A set of guidelines, issued by SEBI on 6 July 2015, require market intermediaries such as NSDL to ensure similar level of IT security measures as its own data centre, at outsourcing entities such as Ctrl-S. However, SEBI has found that Ctrl-S had “very weak securities controls.” The report of the cyber attack incident revealed basic issues such as weak passwords and improper hardening of systems among the reasons for the hacking incident. This is a direct violation of the SEBI guidelines.
That is not all. A SEBI circular of 9 December 2015, which specifically deals with ‘outsourcing by depositories’, required NSDL to ensure that a risk impact analysis is undertaken before outsourcing any activity and appropriate risk mitigation measures, like a back-up and restoration system, are in place. It also had to ensure real-time monitoring of outsourced activities with a clear policy framework and audit of outsourced activities. NSDL, reportedly, failed to ensure these standards of IT and cyber security at Ctrl-S which had been outsourced the job of maintaining NSDL’s website.
The SEBI circular requires market intermediaries to ensure that a cyber security and resilience policy document is prepared which is approved by the board of directors and reviewed, at least, annually. Further, an IT strategy committee of depositories is expected to review this policy on a quarterly basis and set goals for improving and strengthening cyber resilience.

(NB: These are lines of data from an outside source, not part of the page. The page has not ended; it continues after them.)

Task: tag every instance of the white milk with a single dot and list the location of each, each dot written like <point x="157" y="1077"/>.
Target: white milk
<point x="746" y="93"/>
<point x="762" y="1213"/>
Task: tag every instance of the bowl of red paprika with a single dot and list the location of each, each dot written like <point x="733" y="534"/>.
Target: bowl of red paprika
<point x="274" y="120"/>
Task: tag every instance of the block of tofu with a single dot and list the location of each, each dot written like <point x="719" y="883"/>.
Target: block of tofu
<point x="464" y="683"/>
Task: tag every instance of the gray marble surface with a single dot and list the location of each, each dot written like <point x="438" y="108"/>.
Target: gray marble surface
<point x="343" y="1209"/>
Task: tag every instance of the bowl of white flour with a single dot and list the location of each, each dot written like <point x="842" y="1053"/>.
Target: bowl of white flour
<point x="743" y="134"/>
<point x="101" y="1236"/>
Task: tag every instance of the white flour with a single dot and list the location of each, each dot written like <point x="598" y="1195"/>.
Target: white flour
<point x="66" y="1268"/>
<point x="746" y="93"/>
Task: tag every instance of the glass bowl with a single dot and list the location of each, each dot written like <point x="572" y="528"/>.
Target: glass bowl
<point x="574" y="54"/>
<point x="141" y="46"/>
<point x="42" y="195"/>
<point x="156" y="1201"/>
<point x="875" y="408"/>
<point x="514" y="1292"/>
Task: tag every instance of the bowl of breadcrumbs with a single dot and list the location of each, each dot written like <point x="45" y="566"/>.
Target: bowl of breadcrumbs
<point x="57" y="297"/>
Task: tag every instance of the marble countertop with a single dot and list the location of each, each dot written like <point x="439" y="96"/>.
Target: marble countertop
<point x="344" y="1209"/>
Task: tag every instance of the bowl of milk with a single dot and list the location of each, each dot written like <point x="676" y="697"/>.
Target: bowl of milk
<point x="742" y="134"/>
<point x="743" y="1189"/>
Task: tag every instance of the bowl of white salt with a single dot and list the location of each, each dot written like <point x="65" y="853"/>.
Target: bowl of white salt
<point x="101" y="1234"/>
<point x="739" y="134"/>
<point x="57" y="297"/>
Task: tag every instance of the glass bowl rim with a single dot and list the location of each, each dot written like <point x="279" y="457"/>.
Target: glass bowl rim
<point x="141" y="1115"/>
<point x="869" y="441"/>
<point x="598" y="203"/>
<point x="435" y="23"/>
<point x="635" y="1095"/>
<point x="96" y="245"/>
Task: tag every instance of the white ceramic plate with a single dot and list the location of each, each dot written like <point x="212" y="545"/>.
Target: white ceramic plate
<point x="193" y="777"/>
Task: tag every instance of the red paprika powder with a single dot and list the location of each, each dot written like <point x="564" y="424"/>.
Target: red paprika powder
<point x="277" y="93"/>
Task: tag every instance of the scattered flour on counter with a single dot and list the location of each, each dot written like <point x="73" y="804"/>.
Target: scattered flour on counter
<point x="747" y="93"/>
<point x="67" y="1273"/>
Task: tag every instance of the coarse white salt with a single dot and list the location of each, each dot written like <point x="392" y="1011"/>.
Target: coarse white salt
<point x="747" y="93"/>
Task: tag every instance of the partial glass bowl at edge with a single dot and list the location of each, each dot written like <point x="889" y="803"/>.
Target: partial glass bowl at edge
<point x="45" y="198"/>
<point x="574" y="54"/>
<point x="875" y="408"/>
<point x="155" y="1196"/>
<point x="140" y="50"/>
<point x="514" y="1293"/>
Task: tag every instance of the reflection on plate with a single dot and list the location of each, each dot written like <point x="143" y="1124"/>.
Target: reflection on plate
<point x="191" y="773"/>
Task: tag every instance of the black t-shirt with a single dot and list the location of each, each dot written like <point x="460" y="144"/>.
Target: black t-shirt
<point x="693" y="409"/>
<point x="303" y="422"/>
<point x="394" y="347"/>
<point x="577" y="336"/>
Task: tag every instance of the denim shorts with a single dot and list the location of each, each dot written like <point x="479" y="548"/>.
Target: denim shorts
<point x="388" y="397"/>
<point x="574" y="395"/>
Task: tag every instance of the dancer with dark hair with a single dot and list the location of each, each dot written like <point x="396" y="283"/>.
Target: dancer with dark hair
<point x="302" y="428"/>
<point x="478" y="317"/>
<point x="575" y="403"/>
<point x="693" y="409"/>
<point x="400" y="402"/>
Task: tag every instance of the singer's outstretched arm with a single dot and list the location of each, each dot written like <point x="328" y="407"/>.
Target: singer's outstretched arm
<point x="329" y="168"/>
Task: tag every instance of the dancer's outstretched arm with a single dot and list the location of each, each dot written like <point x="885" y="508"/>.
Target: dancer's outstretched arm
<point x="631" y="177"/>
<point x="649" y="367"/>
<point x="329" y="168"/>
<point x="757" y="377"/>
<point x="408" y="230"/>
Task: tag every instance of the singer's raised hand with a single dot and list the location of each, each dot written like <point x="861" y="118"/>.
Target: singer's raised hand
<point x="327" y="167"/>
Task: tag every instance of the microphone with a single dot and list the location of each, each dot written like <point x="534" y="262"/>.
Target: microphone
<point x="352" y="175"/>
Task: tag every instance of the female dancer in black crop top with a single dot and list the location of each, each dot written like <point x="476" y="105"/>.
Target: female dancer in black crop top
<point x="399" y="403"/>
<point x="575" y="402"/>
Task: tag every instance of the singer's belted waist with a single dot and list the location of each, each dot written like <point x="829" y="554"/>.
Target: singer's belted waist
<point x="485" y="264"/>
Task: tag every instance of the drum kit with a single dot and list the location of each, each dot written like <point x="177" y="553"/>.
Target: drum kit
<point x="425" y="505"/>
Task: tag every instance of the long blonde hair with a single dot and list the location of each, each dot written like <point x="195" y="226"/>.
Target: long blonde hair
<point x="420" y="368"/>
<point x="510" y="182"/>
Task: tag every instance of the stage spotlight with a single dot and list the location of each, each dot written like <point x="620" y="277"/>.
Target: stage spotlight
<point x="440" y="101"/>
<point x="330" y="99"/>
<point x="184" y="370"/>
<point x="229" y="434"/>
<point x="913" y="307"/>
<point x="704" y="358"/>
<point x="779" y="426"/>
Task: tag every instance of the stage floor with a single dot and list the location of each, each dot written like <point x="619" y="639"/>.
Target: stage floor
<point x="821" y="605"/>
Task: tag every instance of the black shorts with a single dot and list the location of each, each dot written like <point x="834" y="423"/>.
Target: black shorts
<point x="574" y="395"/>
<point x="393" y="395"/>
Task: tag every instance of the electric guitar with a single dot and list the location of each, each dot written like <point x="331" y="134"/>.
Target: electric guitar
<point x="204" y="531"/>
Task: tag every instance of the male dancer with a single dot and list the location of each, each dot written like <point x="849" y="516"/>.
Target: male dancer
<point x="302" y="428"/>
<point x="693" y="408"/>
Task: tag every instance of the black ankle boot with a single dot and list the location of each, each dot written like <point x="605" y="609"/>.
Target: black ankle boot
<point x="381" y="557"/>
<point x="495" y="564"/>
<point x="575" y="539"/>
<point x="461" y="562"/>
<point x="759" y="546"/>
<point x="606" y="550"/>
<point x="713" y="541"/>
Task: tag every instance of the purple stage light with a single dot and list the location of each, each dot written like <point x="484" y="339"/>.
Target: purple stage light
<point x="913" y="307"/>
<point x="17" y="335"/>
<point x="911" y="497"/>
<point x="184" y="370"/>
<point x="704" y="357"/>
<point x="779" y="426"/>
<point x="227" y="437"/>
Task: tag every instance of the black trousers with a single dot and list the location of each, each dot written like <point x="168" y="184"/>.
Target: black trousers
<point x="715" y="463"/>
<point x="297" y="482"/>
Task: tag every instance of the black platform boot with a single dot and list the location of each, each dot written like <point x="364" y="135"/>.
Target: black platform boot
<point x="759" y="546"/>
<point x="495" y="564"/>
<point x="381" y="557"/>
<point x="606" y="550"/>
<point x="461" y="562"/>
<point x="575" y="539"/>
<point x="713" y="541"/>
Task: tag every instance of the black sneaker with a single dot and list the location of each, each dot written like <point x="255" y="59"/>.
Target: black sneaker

SEBI says that “a critical element of the cyber security and resilience framework, i.e., risk emanating from the outsourced activity of third-party service providers/vendors, was not appropriately assessed and mitigated” by NSDL, at the level of its chief information security officer, or the management, the IT strategy committee or the board of directors. Further, there has to be an annual system audit of the depository is supposed to audit ‘access policy and controls as well as general access controls’. However, SEBI has discovered that Ctrl-S, which hosted NSDL’s website, was not even covered by the annual system audit process.
Finally, the hacking incident has exposed one more lapse. A SEBI circular, dated 22 July 2012, mandates a very specific recovery time objective (RTO) and a recovery point objective of not more than 30 minutes. On 4 September 2013, SEBI issued a circular which says that intermediaries should have a business continuity plan in place including a secondary site that incorporates all critical IT systems and can resume operations within two hours following a disruptive incident. This system should be designed to ensure that the intermediary can “complete settlement at the end of the day of disruption, even in the case of extreme circumstances.” And these back-up arrangements need to be regularly tested and be in order.
NSDL’s own submission indicates that it failed in this regard. NSDL has confirmed that the cyber attack started at 7.30pm on 10 October 2016 and the website was completely restored on 11 October 2016. This would mean that it failed the RTO specified by SEBI, in this particular incident. NSDL may be supremely confident about its technology prowess and ability to deal with cyber attacks, but the utter disregard for SEBI regulations, especially the fact that NSDL did not bother to report the incident for nine days, should be a matter of concern.